I groan, and grab her ass and slap it and she yelps , and I turn and toss her onto her back, pushing one of her legs to the side and my hands brace against the couch as I thrust into her, her hands flying up to the arm of the couch to keep my from drilling her head into the arm of the couch, her tits bouncing on her chest harder as I go faster, slamming into her. She screams. I stop.
"No! Dont stop!" she yells and I grunt, and keep going when it's clear I haven't hurt her.
Did I live "the life of a rockstar" before Summer? Sure. I messed around with fans and groupies, had a few non serious girlfriends after making it big, and handful while trying to make it. But sex, has never, ever, been this fucking good.
"You're my fucking soul mate Summer" I groan. Because what else could explain it? What else could make it feel like this? It was more than fucking, more than sex, or making love. We were together, connected, and I know she feels it too , everytime we touch now, everytime we look at one another, everytime we fuck like the world is on fire.
"god" I grunt, hips pounding against her, my cock drilling deep inside of her as she keeps screaming my name, screaming little whimpers and moans. "you make me feel so fucking good Summer, fuck" I groan.
"being your man, is all that fucking matters, i dont give a shit about anything else Summer, just you baby, god, i'd fucking die without you" I groan and drop my head and kiss her, her hands grabbing my back , nails digging in, legs wrapping around me now as I keep thrusting and she moans into my mouth.
"i'd die without you too.... and i'll die with you..." she breathes and I fucking lose it again.

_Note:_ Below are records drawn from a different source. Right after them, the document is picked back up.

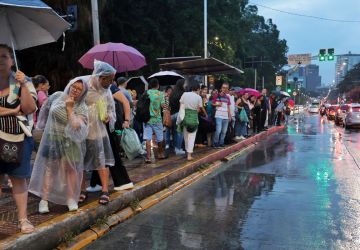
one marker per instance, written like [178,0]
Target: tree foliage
[164,28]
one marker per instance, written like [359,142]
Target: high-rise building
[344,63]
[310,76]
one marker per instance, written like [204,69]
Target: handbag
[11,147]
[243,116]
[167,119]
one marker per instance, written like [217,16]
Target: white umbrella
[29,23]
[166,73]
[284,93]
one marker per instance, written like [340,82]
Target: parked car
[331,112]
[352,118]
[313,109]
[340,114]
[298,109]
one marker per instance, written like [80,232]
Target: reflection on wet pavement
[297,190]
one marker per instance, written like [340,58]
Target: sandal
[104,198]
[25,226]
[83,197]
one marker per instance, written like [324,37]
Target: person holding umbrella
[11,104]
[99,155]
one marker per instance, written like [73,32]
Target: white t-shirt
[191,100]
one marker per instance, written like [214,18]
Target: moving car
[332,112]
[313,109]
[340,114]
[352,118]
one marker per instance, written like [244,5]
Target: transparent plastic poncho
[101,107]
[59,163]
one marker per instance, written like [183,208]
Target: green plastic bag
[130,143]
[243,116]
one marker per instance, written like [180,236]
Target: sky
[308,35]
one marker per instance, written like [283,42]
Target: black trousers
[118,172]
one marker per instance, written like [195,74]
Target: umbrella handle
[12,45]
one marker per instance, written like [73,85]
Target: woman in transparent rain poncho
[59,164]
[101,106]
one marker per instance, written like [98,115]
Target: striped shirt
[9,124]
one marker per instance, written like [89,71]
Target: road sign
[303,59]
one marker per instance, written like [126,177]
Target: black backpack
[120,115]
[143,108]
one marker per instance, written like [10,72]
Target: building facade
[310,76]
[344,63]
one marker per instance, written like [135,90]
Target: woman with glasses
[59,163]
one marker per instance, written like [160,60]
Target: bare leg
[20,195]
[104,177]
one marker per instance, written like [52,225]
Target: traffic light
[331,54]
[322,55]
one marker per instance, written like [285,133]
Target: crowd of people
[80,127]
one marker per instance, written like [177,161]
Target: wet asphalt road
[297,190]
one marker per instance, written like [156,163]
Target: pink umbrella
[291,102]
[250,91]
[122,57]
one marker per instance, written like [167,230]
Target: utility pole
[95,21]
[205,37]
[254,61]
[255,78]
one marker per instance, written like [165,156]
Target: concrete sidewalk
[149,179]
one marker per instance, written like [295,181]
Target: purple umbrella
[122,57]
[250,91]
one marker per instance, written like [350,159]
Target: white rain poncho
[59,163]
[101,106]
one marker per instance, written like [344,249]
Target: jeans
[221,129]
[178,137]
[241,128]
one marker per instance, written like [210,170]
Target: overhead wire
[307,16]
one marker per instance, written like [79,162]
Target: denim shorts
[150,129]
[22,170]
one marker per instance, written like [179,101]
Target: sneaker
[44,207]
[97,188]
[124,187]
[72,205]
[179,151]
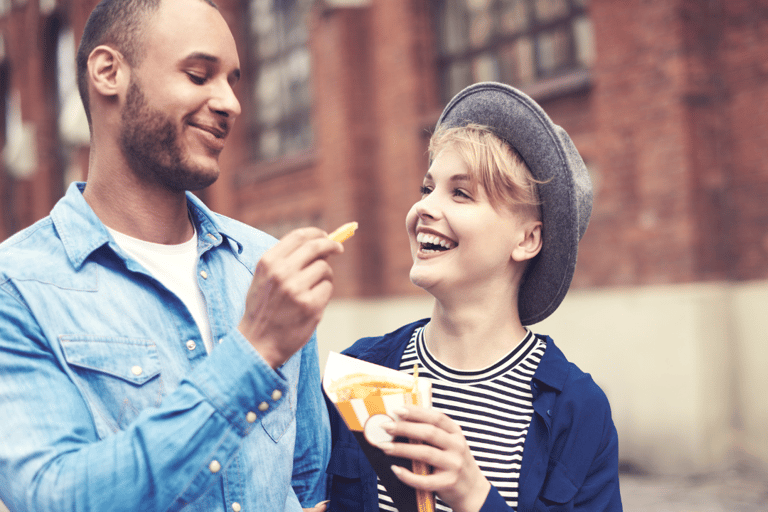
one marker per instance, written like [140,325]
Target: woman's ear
[107,71]
[529,244]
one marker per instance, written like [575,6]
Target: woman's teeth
[434,243]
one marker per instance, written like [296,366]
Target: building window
[519,42]
[281,90]
[74,135]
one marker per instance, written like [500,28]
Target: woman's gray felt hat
[566,191]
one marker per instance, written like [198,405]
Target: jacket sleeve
[583,469]
[313,433]
[52,458]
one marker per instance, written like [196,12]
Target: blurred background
[667,101]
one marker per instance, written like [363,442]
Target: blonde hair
[493,164]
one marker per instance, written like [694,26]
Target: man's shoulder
[32,251]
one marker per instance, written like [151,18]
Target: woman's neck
[473,334]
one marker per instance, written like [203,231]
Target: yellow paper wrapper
[365,395]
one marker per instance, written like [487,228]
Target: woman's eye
[460,193]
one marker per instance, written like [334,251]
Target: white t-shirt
[175,266]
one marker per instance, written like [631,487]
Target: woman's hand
[455,477]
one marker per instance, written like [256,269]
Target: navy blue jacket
[570,458]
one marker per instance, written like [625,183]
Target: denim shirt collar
[82,232]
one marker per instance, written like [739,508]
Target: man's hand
[320,507]
[291,287]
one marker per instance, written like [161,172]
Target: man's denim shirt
[108,400]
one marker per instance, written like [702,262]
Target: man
[154,355]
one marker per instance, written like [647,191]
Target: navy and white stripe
[493,406]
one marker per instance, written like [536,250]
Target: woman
[494,238]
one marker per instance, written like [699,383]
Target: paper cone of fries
[366,395]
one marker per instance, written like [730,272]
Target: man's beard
[150,142]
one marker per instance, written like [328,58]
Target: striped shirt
[493,406]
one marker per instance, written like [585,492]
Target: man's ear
[107,71]
[529,244]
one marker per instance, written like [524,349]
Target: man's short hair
[119,24]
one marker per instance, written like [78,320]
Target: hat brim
[565,192]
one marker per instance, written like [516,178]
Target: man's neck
[149,213]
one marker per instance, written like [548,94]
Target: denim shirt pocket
[276,422]
[558,488]
[118,377]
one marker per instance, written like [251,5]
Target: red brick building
[667,100]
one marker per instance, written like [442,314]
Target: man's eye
[197,79]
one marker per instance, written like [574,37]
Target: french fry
[343,232]
[425,500]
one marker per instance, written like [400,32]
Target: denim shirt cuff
[239,383]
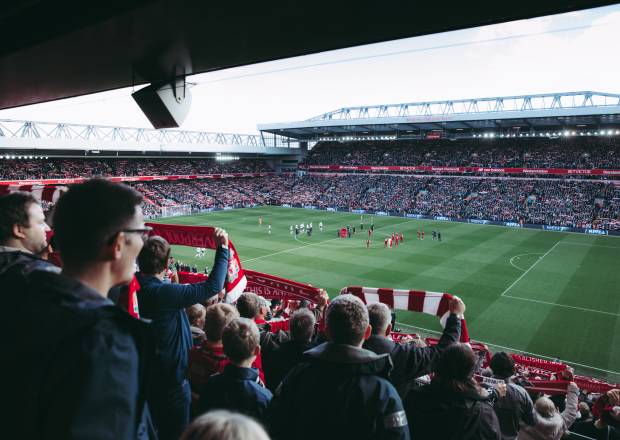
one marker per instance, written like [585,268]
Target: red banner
[426,169]
[265,285]
[132,178]
[204,237]
[273,287]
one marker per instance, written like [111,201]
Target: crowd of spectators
[55,168]
[337,373]
[557,202]
[583,153]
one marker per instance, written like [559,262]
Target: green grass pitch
[545,293]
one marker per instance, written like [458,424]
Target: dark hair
[346,319]
[88,216]
[248,305]
[217,318]
[455,369]
[154,255]
[240,339]
[379,317]
[502,364]
[302,325]
[14,211]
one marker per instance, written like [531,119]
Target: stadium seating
[584,153]
[571,203]
[24,169]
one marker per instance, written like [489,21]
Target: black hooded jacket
[339,391]
[411,362]
[440,414]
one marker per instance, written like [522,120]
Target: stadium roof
[63,48]
[584,111]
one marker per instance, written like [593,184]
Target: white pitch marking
[520,255]
[316,244]
[562,305]
[530,268]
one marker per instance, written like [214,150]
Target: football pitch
[549,294]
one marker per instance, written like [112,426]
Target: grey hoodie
[552,428]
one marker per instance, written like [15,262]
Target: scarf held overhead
[433,303]
[204,237]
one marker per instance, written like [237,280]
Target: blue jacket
[236,389]
[79,370]
[165,304]
[338,391]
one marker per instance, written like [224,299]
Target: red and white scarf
[48,193]
[432,303]
[204,237]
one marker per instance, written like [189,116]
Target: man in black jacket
[165,303]
[79,373]
[516,406]
[410,362]
[22,232]
[290,353]
[340,390]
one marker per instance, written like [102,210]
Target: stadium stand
[570,203]
[576,202]
[27,169]
[580,153]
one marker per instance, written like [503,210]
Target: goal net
[172,211]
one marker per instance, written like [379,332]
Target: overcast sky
[560,53]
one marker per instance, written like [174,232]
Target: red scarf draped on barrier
[204,237]
[433,303]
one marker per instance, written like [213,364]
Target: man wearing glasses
[165,303]
[79,372]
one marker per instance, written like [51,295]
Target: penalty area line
[583,309]
[530,268]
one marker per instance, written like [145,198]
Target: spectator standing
[224,425]
[410,362]
[165,303]
[196,317]
[340,390]
[550,423]
[77,373]
[607,423]
[516,406]
[454,406]
[209,358]
[22,232]
[238,386]
[290,353]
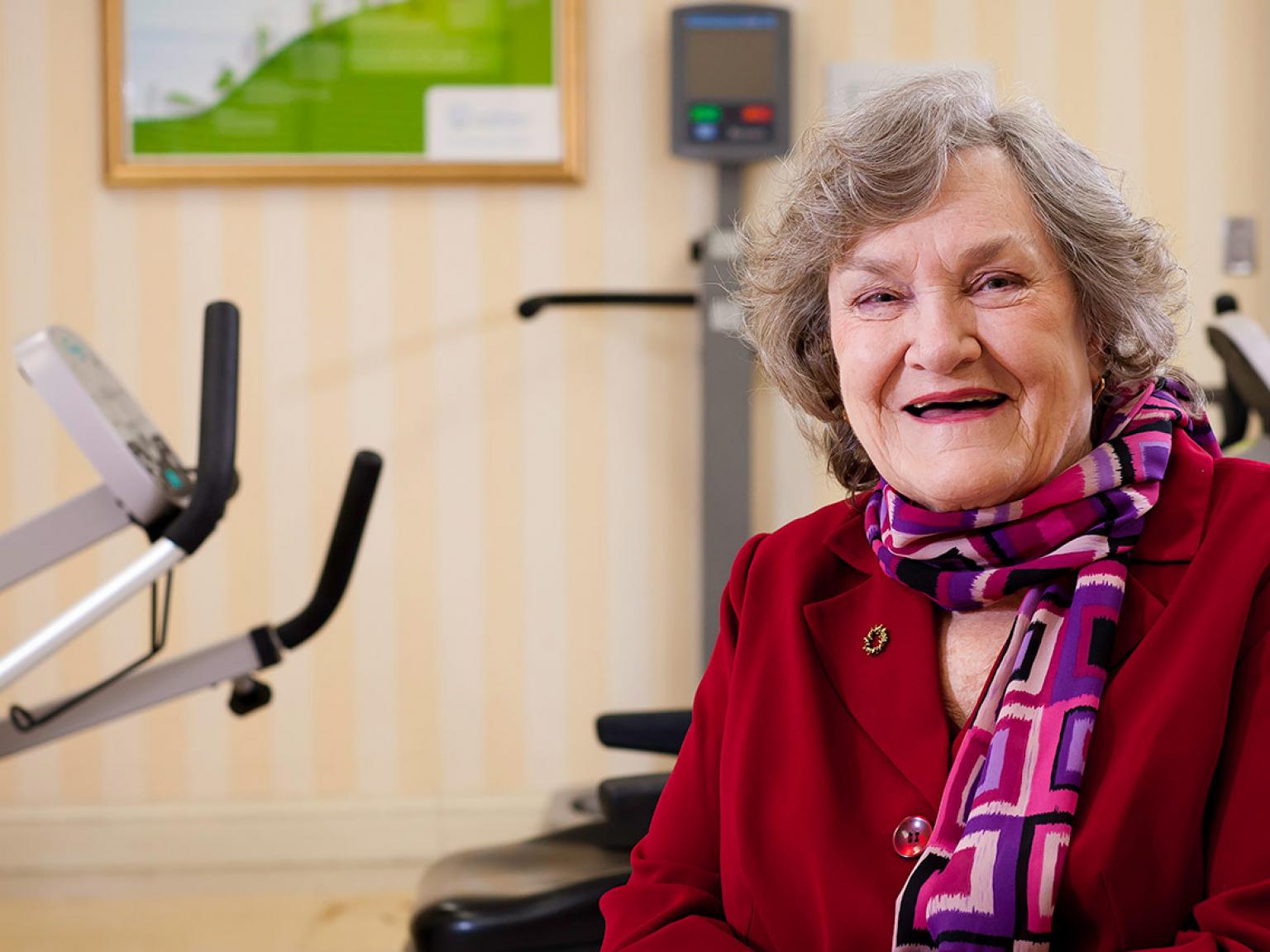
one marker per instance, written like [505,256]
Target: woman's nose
[944,334]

Cumming hard, spilling inside of her. Cumming so hard I see fucking stars as I curse and hover over her, my hips thrusting once more as I let out a deep grunt, my hips demanding to cum deeper inside of her, my cock needing to flood the bottom of her cunt like always, unable to ever get deep enough inside her, my girl, my fucking life, my home, my heart, my entire fucking soul and being.